Paralelamente, está-se a intensificar o tráfego de navios de cruzeiro e estão a ser retomados grandes projetos de expansão de infraestruturas, acrescentando uma retórica baseada no greenwashing, como se a crise sistémica que vivemos não fosse uma séria ameaça ao Planeta. Tanto a administração pública, quanto o setor privado, usam termos como “desenvolvimento sustentável”, “transição ecológica” ou “tecnologia verde” de forma superficial e retórica, e não se rendem à evidência de que a única sustentabilidade possível é a redução do turismo e a diversificação da economia através de modelos de produção condizentes com as necessidades sociais, culturais e ambientais dos territórios e cidades colonizadas pelo turismo. A inegável crise climática está em todas as agendas políticas, mas aparece desconectada do restante das medidas políticas discutidas, que seguem um modelo extrativista, num quadro global agora agravado pelas guerras e por uma iminente e inédita crise energética.

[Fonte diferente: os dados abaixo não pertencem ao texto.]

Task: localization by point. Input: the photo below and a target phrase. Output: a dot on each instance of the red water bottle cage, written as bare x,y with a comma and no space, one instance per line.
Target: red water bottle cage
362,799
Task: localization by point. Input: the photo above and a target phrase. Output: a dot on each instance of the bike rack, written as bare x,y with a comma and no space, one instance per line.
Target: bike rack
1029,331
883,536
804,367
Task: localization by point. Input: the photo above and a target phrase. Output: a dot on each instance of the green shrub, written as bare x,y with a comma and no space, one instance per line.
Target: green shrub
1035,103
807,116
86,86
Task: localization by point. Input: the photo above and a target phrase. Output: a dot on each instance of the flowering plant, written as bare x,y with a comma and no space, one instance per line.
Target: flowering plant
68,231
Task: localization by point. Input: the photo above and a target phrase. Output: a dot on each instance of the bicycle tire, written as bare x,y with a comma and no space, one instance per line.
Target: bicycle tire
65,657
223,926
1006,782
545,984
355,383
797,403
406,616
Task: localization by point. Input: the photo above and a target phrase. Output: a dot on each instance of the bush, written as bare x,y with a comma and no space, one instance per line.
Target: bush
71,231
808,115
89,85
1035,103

Por estas razões, a rede SET escolheu mais uma vez para se manifestar, a data simbólica do Dia Mundial do Turismo, utilizado por lobbies e administrações públicas para celebrar novos recordes turísticos e dar uma nova imagem a uma indústria nefasta.

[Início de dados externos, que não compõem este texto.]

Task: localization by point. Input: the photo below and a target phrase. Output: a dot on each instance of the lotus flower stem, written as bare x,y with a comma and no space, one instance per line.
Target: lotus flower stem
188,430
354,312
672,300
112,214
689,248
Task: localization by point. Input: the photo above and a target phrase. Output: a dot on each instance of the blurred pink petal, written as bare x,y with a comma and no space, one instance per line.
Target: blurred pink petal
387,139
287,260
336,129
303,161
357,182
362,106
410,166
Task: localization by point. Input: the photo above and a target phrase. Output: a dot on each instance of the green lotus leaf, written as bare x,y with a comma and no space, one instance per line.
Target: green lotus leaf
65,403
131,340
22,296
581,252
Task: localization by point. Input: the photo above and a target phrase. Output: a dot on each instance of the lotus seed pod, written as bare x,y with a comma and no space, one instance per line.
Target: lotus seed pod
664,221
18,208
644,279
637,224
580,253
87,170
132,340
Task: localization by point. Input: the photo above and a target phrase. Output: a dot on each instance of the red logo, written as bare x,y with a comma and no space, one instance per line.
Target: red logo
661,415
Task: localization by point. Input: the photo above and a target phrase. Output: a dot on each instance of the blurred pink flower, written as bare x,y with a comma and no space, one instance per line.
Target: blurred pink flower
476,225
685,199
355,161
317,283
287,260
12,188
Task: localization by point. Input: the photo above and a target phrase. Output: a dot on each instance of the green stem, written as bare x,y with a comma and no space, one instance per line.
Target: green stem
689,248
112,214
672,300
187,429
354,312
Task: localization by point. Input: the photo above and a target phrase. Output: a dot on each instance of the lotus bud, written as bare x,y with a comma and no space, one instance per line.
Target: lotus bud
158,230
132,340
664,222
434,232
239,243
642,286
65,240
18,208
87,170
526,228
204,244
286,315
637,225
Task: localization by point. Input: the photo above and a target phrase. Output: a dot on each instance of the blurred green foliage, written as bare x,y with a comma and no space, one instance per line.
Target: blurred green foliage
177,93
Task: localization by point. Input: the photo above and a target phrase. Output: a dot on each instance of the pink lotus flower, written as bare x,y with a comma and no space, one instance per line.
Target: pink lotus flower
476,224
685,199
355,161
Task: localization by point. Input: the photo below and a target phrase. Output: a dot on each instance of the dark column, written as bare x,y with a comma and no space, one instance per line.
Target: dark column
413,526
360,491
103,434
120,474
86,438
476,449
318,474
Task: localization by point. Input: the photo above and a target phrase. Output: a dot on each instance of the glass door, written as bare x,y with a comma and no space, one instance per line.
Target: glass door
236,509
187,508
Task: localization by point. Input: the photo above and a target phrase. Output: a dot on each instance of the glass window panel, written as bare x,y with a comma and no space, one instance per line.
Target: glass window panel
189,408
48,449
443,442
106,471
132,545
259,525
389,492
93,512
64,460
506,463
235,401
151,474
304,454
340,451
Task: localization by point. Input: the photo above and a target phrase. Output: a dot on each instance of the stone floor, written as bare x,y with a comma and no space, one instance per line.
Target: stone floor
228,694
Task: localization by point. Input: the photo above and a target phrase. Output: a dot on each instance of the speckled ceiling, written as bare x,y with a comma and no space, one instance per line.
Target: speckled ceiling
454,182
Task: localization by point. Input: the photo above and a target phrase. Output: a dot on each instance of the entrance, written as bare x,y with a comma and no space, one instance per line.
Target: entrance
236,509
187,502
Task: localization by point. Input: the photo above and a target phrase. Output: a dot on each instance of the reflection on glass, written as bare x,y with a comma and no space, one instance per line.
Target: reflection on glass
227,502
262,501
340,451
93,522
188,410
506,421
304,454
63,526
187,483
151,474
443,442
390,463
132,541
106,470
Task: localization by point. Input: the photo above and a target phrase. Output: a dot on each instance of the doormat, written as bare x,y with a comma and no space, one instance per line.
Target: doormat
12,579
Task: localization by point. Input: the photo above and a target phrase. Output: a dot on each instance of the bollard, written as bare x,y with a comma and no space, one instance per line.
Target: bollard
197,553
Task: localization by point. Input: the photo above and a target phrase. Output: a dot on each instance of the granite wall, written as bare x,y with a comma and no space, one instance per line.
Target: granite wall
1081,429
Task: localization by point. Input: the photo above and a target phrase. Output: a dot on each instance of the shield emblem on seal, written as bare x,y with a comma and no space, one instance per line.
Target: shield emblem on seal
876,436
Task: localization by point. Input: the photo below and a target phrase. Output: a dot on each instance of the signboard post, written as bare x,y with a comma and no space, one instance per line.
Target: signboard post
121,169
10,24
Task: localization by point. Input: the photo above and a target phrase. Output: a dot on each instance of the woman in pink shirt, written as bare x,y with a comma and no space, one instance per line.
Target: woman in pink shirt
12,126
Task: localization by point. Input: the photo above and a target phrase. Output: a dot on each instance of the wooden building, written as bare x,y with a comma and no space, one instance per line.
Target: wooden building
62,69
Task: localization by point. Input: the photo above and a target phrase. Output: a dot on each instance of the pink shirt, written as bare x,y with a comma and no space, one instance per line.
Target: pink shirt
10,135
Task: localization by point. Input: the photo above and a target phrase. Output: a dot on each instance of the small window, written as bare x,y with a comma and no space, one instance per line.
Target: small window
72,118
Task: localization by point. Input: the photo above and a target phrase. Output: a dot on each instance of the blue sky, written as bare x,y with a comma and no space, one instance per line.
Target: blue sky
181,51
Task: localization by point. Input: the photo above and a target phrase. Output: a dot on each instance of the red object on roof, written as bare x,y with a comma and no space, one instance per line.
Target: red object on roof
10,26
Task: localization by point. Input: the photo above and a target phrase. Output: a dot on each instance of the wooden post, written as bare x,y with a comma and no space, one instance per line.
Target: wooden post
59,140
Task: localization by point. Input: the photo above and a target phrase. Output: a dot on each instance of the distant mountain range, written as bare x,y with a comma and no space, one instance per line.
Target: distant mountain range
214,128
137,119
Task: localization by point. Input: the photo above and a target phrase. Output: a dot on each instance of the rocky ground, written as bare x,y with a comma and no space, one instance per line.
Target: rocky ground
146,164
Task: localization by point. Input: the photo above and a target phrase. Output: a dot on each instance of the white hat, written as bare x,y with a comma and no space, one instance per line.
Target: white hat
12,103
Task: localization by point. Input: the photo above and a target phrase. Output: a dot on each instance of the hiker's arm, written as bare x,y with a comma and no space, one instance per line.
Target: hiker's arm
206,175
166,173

Assim, sob o lema WORLD TOURISM DAY = COLLAPSE TOURISM DAY, na terça-feira dia 27 de setembro, várias ações de protesto vão acontecer em diferentes lugares do Sul da Europa, para denunciar:
- os efeitos globais da intensificação do turismo do ponto de vista ambiental e social, comum a todos estes territórios e cidades;
- o investimento de dinheiro público na promoção e resgate de uma atividade lucrativa privada que gera e agrava as desigualdades sociais;
- o impacto climático desta atividade extrativista baseada no consumo excessivo de bens e serviços;
- a espiral de dependência do setor do turismo que causa a vulnerabilidade excessiva das economias locais;
- a perda progressiva dos nossos bairros e espaços relacionais, cada vez mais mercantilizados;
- a crescente precarização dos trabalhadores do setor, especialmente dos empregos sazonais;
- os danos gerados pelo apoio a esta atividade no atual contexto de crise global e de escassez de recursos energéticos;
- a total divergência entre as declarações de emergência climática e as políticas reais, apesar do apelo retoricamente feito por vários governos europeus à sobriedade nos estilos de vida.

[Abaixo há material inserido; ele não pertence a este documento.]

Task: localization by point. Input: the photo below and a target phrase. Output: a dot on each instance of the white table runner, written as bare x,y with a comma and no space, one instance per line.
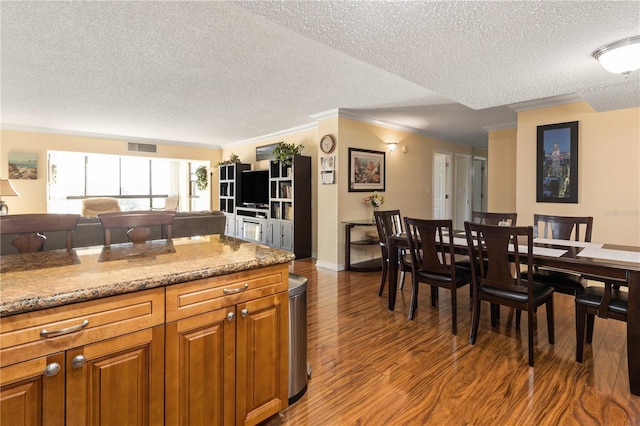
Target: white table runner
600,253
569,243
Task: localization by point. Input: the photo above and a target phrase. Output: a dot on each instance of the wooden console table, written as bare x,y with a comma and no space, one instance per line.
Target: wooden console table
368,265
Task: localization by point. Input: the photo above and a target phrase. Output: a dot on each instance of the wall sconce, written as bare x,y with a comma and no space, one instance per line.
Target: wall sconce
6,190
620,57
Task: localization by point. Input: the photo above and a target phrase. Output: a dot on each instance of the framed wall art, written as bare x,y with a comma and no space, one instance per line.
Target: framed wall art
557,163
23,165
366,170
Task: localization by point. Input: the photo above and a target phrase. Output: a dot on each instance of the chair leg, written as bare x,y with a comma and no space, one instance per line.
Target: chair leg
454,310
383,279
590,323
550,320
530,326
581,315
475,320
414,297
495,315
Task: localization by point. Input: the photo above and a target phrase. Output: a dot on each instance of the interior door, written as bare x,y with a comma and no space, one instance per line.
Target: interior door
462,205
441,185
479,196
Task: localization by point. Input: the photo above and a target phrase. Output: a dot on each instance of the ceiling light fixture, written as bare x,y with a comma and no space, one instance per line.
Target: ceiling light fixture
620,57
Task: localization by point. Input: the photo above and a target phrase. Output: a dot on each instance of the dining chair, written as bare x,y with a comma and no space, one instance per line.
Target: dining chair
498,255
389,222
30,229
487,218
433,261
576,228
137,222
605,302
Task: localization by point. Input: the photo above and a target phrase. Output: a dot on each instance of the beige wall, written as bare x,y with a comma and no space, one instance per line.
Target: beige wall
408,178
501,165
608,163
33,193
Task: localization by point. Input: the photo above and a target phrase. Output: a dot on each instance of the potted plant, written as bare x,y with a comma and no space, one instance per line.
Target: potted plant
285,151
234,158
201,178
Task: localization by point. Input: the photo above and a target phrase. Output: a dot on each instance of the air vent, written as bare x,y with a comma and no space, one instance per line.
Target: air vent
141,147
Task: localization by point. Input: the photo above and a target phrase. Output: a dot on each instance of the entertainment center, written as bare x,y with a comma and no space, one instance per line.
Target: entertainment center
271,207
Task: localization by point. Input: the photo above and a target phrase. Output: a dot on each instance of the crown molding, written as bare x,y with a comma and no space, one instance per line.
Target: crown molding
402,128
500,127
301,128
45,130
569,98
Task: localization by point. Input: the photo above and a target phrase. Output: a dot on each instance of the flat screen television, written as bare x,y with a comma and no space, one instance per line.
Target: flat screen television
254,188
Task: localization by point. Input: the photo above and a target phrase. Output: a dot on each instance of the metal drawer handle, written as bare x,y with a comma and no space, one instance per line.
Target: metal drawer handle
45,333
52,369
235,290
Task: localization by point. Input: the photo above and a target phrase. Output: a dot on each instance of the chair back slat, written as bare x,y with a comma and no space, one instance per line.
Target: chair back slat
388,222
563,227
431,245
499,259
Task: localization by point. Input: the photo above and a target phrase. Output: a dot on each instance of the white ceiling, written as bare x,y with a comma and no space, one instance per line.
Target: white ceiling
223,72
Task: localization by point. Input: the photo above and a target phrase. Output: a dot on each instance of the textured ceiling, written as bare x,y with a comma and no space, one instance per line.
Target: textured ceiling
218,73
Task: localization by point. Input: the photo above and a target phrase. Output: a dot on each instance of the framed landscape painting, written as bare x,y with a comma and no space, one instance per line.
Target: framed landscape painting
23,165
366,170
557,163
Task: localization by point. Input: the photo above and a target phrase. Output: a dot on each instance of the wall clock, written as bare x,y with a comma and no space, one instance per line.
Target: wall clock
327,144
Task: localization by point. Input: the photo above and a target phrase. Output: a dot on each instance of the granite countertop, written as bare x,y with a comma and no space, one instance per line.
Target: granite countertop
33,281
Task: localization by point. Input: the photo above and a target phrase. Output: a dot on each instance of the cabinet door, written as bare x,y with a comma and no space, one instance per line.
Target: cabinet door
200,369
286,236
32,392
273,239
119,381
262,358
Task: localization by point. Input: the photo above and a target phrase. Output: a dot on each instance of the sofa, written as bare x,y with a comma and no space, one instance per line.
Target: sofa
89,231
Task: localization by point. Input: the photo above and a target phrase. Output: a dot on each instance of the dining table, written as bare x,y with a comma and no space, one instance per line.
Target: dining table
610,262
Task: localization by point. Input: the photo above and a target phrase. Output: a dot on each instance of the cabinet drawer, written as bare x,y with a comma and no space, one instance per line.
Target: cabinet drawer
86,322
200,296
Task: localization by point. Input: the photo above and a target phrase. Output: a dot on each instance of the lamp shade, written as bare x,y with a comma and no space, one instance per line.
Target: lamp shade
620,57
6,189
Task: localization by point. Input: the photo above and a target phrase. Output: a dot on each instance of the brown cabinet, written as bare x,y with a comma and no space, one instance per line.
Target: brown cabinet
98,362
227,348
212,351
32,392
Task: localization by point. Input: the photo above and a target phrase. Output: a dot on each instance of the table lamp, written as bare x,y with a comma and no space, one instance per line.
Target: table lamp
6,190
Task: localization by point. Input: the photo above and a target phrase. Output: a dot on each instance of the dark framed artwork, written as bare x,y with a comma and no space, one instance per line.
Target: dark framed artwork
557,163
366,170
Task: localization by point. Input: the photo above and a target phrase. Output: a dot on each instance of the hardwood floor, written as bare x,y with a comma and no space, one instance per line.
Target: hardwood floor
371,366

Perante tudo isso, cidades e territórios, por meio da cooperação da sociedade civil e dos coletivos e entidades locais, unem-se mais uma vez para exigir:
- um compromisso concreto na limitação do número e do tamanho dos espaços dedicados ao turismo e da redução do fluxo de passageiros nos portos e aeroportos;
- a cessação definitiva de qualquer expansão das infraestruturas portuárias e aeroportuárias;
- um compromisso real para repensar o turismo à luz das mudanças climáticas, envolvendo menos viagens e a realocação da produção, mais diversificada e de âmbito local;
- políticas ativas contra a gentrificação, a mercantilização dos espaços públicos e a expulsão dos moradores;
- o compromisso de procurar um equilíbrio económico nos territórios atualmente dependentes do turismo e orientar a inclusão noutros setores de pessoas que trabalham precariamente no turismo.